Saturday, May 16, 2009

Teachers, Performance Pay, and Accountability (What Education Should Learn from Other Sectors)

[The following is Daniel Koretz' preface to the book

Teachers, Performance Pay, and Accountability (What

Education Should Learn from Other Sectors), by Scott J.

Adams John Heywood Richard Rothstein (eds), ISBN:

1-932066-38-1. The book may be purchased ($14.50) from

the Economic Policy Institute at

http://mpower.mosaicprint.com/EPI/p-153-teachers-performance-pay-and-accountability-what-education-should-learn-from-other-sectors.aspx

-- moderator.]



Teachers, Performance Pay, and Accountability

What Education Should Learn From Other Sectors



05-14-09

May 2009 | An Econonic Policy Institute book



By Scott J. Adams, John S. Heywood & Richard Rothstein

Preface by Daniel Koretz

Series editors Sean P. Corcoran and Joydeep Roy



by Daniel Koretz



Accountability for students' test scores has become the

cornerstone of education policy in the United States.

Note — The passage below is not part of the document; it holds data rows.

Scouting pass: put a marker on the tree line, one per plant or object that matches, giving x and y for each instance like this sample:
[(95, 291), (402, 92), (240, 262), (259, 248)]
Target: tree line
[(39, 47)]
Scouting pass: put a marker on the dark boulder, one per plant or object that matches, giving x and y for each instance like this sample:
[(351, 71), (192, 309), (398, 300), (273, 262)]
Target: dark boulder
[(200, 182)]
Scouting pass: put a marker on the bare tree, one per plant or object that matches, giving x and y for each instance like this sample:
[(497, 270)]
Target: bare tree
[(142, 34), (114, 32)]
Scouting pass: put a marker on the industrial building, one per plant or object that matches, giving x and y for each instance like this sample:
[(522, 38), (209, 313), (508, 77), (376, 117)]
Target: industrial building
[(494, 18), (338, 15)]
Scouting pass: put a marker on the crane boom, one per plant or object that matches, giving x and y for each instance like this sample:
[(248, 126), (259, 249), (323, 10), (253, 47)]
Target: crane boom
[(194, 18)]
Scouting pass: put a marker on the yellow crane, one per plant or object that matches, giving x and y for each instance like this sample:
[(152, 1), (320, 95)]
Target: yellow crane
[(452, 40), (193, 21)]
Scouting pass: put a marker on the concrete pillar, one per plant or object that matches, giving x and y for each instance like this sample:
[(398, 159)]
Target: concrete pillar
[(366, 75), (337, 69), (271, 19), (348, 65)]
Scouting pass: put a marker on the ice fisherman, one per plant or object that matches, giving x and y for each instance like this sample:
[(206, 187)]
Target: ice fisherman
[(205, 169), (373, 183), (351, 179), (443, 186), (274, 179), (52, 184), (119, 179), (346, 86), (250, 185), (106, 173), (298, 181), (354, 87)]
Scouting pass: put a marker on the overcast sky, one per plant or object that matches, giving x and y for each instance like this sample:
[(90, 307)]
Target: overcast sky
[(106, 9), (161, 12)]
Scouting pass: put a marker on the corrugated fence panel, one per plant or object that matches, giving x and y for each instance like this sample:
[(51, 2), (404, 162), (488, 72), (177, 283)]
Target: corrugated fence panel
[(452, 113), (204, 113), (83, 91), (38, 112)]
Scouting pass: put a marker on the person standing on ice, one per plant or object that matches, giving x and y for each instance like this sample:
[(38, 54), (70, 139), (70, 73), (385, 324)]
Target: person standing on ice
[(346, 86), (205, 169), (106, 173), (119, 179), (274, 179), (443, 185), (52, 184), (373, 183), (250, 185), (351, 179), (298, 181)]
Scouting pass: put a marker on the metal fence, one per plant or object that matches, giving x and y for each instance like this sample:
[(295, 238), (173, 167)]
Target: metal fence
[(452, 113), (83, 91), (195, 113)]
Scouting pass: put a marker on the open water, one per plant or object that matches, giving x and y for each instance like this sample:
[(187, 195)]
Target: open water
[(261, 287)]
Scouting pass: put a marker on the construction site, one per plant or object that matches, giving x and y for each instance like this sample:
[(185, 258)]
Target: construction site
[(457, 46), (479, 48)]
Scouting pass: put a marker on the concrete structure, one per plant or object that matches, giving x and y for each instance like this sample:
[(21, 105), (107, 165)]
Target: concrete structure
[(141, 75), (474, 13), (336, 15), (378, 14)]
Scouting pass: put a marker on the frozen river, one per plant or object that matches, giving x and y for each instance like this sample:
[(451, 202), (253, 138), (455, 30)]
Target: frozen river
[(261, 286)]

State policies that rewarded or punished schools and

their staffs for test scores became commonplace in the

1990s. The No Child Left Behind (NCLB) act federalized

this approach and made it in some respects more

draconian. There is now growing interest in pay for

performance plans that would reward or punish

individual teachers rather than entire schools. This

volume is important reading for anyone interested in

that debate.



The rationale for this approach is deceptively simple.

Teachers are supposed to increase students' knowledge

and skills. Proponents argue that if we manage schools

as if they were private firms and reward and punish

teachers on the basis of how much students learn,

teachers will do better and students will learn more.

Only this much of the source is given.